Fuller's approach in this area reminds me of Jeremy Rifkin who (although largely self taught and far less scholarly than Fuller) similarly combines in his book Algeny a quite good popularization of views of Robert Young, Silvain Schweber, and others on the social and economic context of Darwin's creation of natural selection in one chapter with a grossly uncritical acceptance of creationist claims in another.

There are plenty of "populist" and disparaged movements of "alternative science" that Fuller might have defended without uncritically allying himself with such politically authoritarian (theocratic) and socially regressive forces. These include everything from Bohmian mechanics to purported herbal remedies that are not funded for scientific evaluation because of lack of profits for big pharmaceutical companies even to Duesberg's denial that HIV causes AIDS (which is at least based on his genuine expertise and data in the relevant area of retroviruses, despite its unsavory supporters among South African AIDS deniers). It is unfortunate that Fuller made the choice that he did.

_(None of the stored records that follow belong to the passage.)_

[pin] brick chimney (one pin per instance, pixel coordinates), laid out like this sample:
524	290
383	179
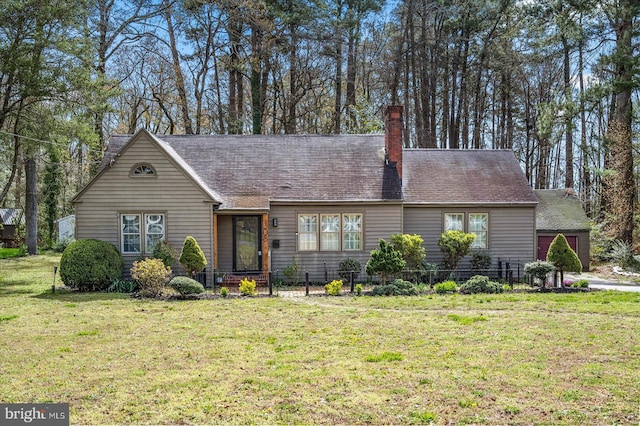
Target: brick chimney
393	127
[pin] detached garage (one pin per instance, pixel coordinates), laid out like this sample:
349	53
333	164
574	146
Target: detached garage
559	211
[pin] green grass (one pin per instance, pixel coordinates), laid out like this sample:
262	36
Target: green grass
512	358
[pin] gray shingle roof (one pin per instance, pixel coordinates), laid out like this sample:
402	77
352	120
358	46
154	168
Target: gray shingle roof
560	210
250	171
432	176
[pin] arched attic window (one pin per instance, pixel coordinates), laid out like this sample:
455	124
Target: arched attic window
143	170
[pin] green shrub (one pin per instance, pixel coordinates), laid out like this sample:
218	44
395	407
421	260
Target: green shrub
580	284
333	288
186	285
293	272
397	287
480	260
563	256
455	245
90	265
247	287
347	266
385	261
165	252
446	287
539	270
151	275
410	248
358	289
192	257
61	246
480	284
122	286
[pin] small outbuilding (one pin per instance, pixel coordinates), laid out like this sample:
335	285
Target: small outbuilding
10	220
559	211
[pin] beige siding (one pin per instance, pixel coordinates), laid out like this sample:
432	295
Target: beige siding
170	192
380	221
511	231
584	245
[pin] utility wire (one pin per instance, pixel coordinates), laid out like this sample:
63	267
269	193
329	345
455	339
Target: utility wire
47	142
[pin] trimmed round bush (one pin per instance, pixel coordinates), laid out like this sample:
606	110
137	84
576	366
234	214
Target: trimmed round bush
480	284
347	266
151	275
186	285
192	257
90	265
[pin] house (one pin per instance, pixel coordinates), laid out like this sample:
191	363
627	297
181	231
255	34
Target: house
561	212
10	220
261	203
66	228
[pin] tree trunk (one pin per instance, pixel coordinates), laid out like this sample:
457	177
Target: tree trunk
31	206
256	79
337	108
568	116
14	169
621	185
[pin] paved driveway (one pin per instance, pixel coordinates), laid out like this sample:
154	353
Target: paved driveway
622	284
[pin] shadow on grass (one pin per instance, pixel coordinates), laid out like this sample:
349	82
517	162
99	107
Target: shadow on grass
65	295
15	287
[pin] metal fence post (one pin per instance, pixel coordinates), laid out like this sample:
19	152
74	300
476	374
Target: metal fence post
306	283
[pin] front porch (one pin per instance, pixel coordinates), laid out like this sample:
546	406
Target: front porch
241	247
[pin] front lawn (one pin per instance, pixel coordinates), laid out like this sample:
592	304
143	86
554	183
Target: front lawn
512	358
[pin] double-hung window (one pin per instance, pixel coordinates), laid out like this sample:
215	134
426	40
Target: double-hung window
308	232
330	232
154	230
131	233
352	232
453	222
479	226
139	233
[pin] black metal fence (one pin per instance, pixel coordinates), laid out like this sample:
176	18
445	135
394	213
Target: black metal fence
276	283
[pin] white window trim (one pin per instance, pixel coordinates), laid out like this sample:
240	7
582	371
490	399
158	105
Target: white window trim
299	233
444	220
360	232
486	214
319	233
142	217
338	232
122	233
133	173
147	249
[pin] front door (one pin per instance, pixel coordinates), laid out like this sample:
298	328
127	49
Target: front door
247	238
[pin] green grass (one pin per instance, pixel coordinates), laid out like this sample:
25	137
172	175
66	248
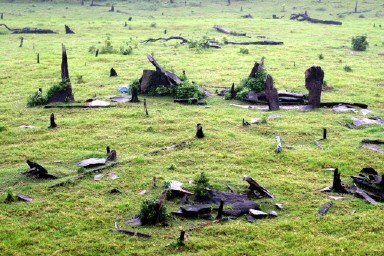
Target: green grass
76	219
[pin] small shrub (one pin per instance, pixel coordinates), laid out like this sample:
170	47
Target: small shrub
244	51
201	185
147	213
347	68
37	99
359	43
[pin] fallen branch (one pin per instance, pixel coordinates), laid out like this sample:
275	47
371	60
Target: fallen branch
131	233
183	40
304	16
83	175
226	31
29	30
174	146
254	43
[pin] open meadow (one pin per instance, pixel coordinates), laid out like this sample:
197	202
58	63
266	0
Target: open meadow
76	219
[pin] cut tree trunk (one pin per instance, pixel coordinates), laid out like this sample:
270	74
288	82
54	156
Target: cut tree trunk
183	40
68	30
229	32
314	78
29	30
271	94
304	16
255	43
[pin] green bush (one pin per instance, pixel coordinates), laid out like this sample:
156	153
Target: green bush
359	43
147	213
201	185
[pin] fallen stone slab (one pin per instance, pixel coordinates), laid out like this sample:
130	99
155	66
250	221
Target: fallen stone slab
367	121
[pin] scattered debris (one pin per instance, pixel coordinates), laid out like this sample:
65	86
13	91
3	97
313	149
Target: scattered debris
304	16
174	146
226	31
254	186
131	233
255	43
28	30
324	209
38	171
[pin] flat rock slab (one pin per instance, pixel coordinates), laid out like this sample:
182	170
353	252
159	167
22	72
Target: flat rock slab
257	214
98	103
367	121
215	197
120	98
91	162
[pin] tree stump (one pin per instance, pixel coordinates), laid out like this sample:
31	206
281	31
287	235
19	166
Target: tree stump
271	94
135	97
68	30
112	72
199	131
314	78
64	65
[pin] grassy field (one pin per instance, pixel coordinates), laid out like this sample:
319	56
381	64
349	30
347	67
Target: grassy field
76	219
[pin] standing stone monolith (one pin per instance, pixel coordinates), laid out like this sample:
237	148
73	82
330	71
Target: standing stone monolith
314	78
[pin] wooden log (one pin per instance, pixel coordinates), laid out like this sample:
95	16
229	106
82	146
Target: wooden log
150	40
265	42
271	94
279	147
83	175
254	186
229	32
174	146
199	131
68	30
314	78
332	104
305	17
64	65
324	209
131	233
29	30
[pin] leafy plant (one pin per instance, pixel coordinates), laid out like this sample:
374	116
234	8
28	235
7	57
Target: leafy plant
147	213
359	43
201	185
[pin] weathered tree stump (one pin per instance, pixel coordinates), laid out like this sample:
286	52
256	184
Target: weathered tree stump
135	97
271	94
68	30
52	121
64	65
314	78
112	72
199	131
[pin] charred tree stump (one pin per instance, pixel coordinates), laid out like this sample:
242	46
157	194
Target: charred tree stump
233	92
52	121
220	211
337	186
64	65
314	78
145	107
271	94
112	72
199	131
68	30
135	97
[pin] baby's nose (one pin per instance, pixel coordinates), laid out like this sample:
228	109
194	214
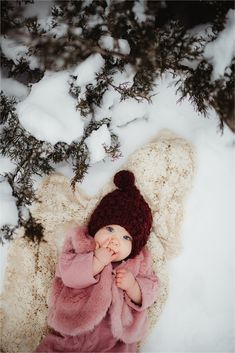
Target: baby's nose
114	241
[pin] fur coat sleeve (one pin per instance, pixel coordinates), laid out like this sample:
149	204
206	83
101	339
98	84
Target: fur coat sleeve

However, just as the ideals of the 1930s Marxists (J. D. Bernal, J. B. S. Haldane, et al.) of public education and participation in science as well as emphasis on broad social utility of science for the vast majority of the population are laudable ones, and are not ipso facto discredited by the later debacle of Lysenkoism, so Fuller's normative directives for evaluation of scientific projects in terms of public interest and utility will not be refuted by his political misstep of aligning with the Intelligent Design movement. However, the alliance will unfortunately be easily used by many defenders of the scientific status quo to discredit the admirable civic republican ideal of science that Fuller presents.